- Origin: Japan
- Genres: J-Rock / J-pop
- Years active: 1998–2010
- Label: Geneon
- Members: Miki Taoka Yuichi Ichikawa
- Past members: Kenichi Takagi
- Website: www.the-indigo.com

= The Indigo =

Japanese band

The Indigo is a Japanese band originally composed of Miki Taoka (田岡 美樹, Taoka Miki) on vocals, Yuichi Ichikawa (市川 裕一, Ichikawa Yūichi) on composition and arrangement, and Kenichi Takagi (高木 権一, Takagi Kenichi) on bass. They were first formed in 1998 and released their debut Maxi single Blue on May 24, 2000. This was followed by their 2nd Maxi Single Kikasete (きかせて) on August 30, 2000, and their first full album Blue on September 27, 2000. Takagi left the band prior to the release of their third album The Indigo have been a duo ever since. They are signed under NBCUniversal Entertainment Japan.

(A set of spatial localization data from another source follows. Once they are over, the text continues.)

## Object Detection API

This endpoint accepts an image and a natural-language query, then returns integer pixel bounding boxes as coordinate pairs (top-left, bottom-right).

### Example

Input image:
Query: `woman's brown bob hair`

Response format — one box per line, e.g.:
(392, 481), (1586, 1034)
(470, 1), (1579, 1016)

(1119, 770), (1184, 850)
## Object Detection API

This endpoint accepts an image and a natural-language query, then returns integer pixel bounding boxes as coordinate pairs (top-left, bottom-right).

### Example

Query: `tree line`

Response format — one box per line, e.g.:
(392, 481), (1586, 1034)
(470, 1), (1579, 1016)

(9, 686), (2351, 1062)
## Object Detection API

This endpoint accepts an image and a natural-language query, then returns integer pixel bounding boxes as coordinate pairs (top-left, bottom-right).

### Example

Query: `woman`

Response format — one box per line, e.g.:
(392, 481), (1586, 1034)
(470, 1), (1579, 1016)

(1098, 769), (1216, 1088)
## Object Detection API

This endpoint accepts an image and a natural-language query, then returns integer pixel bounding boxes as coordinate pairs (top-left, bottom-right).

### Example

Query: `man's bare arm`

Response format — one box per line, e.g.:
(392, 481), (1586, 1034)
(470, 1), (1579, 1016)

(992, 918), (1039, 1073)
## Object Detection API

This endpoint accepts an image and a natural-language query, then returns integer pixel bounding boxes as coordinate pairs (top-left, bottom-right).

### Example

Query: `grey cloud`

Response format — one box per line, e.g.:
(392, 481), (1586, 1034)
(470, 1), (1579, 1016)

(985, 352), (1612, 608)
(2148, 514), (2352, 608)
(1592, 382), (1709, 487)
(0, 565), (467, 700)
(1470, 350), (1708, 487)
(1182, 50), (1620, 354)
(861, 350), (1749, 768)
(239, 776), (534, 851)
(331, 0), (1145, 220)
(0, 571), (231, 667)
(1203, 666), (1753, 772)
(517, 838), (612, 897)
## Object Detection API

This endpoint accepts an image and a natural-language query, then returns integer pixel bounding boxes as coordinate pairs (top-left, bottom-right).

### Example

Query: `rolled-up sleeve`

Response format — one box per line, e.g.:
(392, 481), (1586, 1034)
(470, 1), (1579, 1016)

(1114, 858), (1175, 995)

The Indigo's songs range from pop rock to slow ballads. Their discography shows a gradual shift from an alternative-pop rock hybrid towards a preference for ballads. Their style is also shown in their covers of various rock classics in their cover albums My Fair Melodies and My Fair Melodies 2. They have also performed several songs for both the opening and ending themes for anime television series. This includes Namo Shirenu Hana (名も知れぬ花) for Ai Yori Aoshi, Under the Blue Sky for Someday's Dreamers, I Do! for Ai Yori Aoshi Enishi, and more recently, Fantasista Girl (ファンタジスタ★ガール) for Animal Yokocho. They continued to release albums at a prodigious rate, averaging one per year, and toured Korea in late 2004 and early 2005. They also made their first appearances in the United States at Otakon 2005 in Baltimore and Anime Expo 2006 in Los Angeles. In 2007, with the release of their Best of The Indigo 2000–2006 as a chance to do so, The Indigo temporarily focused on their solo projects. The duo has been idle since 2010. Taoka went on to co-host the radio program Discover New Zealand on Kiss-FM Kobe.

==Discography==
===Albums===
- Blue (September 27, 2000)
- Records (August 29, 2001)
- Poetic Beauty (January 17, 2002)
- My Fair Melodies (February 27, 2002) (Cover album)
- Sound of Fragrance (September 26, 2002)
- Indigo Suite (Best Indigo Music) (March 5, 2003)
- Glider (September 10, 2003)
- My Fair Melodies 2 (February 18, 2004) (Cover album)
- Song Is Love (August 4, 2004)
- Flair (November 9, 2005)
- Once More (June 7, 2006) (Cover album)
- Future Folk (November 8, 2006)
- Best of The Indigo 2000–2006 (April 4, 2007)
- Bivouac (November 10, 2010)

===Singles===
- Blue (May 24, 2000)
- Kikasete (きかせて) (August 30, 2000)
- Kokoro ni (ココロニ) (December 13, 2000)
- Brand New Day (April 25, 2001)
- Pain (June 27, 2001)
- Toikake (といかけ) (August 28, 2002)
- UNDER THE BLUE SKY (February 5, 2003)
- Sweet Radio (featuring Gota Nishidera (西寺郷太, Nishidera Gōta)) (July 30, 2003)
- I Do! (November 12, 2003)
- Fantasista Girl (ファンタジスタ★ガール) (October 26, 2005) (Animal Yokocho anime first ending theme)

===Other songs===
- Akai Hana: A one and a half-minute song that was used as the ending theme for episode 15 of the anime television series Ai Yori Aoshi. It was never released on any of the Indigo's albums or singles, and is only available on the album Ai Yori Aoshi Original TV Soundtrack 2.